Log360 is a comprehensive security information and event management (SIEM) solution that helps you proactively thwart both insider and external attacks; spot, resolve, and contain security threats; and prove your adherence to compliance mandates. It does these by seamlessly integrating components and modules such as log management, Active Directory (AD) auditing, Exchange Server monitoring, cloud infrastructure reporting, and much more.
With Log360, you can gain complete control over your network, and audit AD changes, network device logs, Microsoft Exchange Servers, Microsoft Exchange Online, Azure Active Directory, and your public cloud infrastructure, all from a single console.
Collects logs from multiple log sources such as firewalls, Windows systems, Unix/Linux systems, applications, databases, routers, switches, and intrusion detection systems (IDS)/intrusion prevention systems (IPS). The solution supports over 700 log sources for analysis right out-of-the-box. Furthermore, it also has a custom log parser to parse and analyze log data from unsupported devices.
Offers predefined security report templates, alert profiles, correlation rules, and workflow profiles to effectively detect, analyze, and mitigate attacks and incidents.
Includes a built-in reports library with over with over 1,000 predefined reports. Reports are generated instantly whenever logs are collected, reducing organizations' auditing overhead by presenting only the most important information. These reports help organizations analyze their networks, and meet various security and compliance requirements.

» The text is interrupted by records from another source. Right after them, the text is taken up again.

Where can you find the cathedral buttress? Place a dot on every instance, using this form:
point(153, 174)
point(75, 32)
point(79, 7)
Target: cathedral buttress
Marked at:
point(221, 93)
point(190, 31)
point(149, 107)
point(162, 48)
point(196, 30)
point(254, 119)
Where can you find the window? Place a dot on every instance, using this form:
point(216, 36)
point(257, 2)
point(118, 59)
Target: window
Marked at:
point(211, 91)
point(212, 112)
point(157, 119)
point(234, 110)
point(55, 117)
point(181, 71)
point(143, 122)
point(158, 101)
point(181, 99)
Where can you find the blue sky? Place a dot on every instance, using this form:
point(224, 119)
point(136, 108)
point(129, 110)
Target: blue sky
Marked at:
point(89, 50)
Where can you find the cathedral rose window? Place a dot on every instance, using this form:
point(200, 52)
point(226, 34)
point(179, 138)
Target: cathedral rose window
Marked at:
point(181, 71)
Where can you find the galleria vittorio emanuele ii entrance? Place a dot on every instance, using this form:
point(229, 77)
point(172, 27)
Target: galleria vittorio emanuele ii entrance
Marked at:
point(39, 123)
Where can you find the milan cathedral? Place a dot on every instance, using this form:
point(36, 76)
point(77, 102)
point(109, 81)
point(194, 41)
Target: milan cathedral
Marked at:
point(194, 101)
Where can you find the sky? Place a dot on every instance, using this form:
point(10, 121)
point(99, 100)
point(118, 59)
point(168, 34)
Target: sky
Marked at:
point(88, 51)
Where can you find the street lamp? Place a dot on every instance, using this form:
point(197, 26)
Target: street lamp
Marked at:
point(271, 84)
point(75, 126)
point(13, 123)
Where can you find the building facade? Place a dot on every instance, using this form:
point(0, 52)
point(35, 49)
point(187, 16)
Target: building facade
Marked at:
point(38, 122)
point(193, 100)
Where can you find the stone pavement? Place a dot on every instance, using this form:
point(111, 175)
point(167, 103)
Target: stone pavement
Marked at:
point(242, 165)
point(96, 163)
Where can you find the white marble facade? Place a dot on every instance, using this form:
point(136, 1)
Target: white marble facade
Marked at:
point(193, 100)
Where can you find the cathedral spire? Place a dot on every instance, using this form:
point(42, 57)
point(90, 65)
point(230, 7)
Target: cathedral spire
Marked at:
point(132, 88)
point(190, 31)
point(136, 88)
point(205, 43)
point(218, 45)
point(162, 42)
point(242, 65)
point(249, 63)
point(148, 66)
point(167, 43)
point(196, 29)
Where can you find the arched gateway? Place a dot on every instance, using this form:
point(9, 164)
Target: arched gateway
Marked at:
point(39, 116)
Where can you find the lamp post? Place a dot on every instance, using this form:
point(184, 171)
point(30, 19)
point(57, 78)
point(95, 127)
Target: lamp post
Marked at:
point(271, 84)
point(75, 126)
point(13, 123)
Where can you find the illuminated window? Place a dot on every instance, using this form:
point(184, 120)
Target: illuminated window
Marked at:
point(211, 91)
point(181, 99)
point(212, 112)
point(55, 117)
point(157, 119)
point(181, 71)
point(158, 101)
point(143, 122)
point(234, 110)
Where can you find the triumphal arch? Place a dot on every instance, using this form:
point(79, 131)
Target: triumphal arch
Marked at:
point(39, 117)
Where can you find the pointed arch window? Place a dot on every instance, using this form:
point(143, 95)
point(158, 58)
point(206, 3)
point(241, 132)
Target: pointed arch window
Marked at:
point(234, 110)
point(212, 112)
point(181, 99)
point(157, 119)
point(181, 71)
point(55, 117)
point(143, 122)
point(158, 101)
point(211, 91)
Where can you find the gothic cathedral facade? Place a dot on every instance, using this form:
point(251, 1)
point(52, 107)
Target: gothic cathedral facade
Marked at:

Enables you to respond to critical security events promptly. It sends out email and SMS notifications based on configured alert profiles; assigns incidents to designated technicians, and stores the statuses and related information for every incident.
Helps you identify the defined attack patterns within your logs efficiently. It also provides real-time alerts and intuitive reports that help you take timely actions to mitigate the impact of the attacks. Log360 is also integrated with ITIL® tools ServiceNow and ManageEngine ServiceDesk Plus to align the IT services to efficiently resolve incidents. Its powerful search engine helps you search through logs seamlessly, irrespective of the volume of data.
Automatically archives all event logs and syslogs collected from Windows and UNIX devices, routers, switches, and other syslog devices. The event log archive is invaluable in forensic analysis and determining performance and usage statistics for a device. The archived log data is encrypted and time stamped to ensure that the archive data files are tamper-proof. The default log compression period is seven days, and can be customized according to the needs of the organization. Archiving can also be disabled entirely, though this isn't recommended.
The incident management console collates events, reports, log searches, and alerts that are manually added as incidents or captured through predefined rules. As security incidents get detected through Log360's correlation engine and machine-learning-based behavior analytics module, the incident console helps create tickets, manage and track the status of the incidents, automate assigning technicians or administrators, activate workflows, and observe SOC metrics such as mean time to detect (MTTD) and mean time to respond (MTTR). Users can also design customized workflows to mitigate the impact of the attack.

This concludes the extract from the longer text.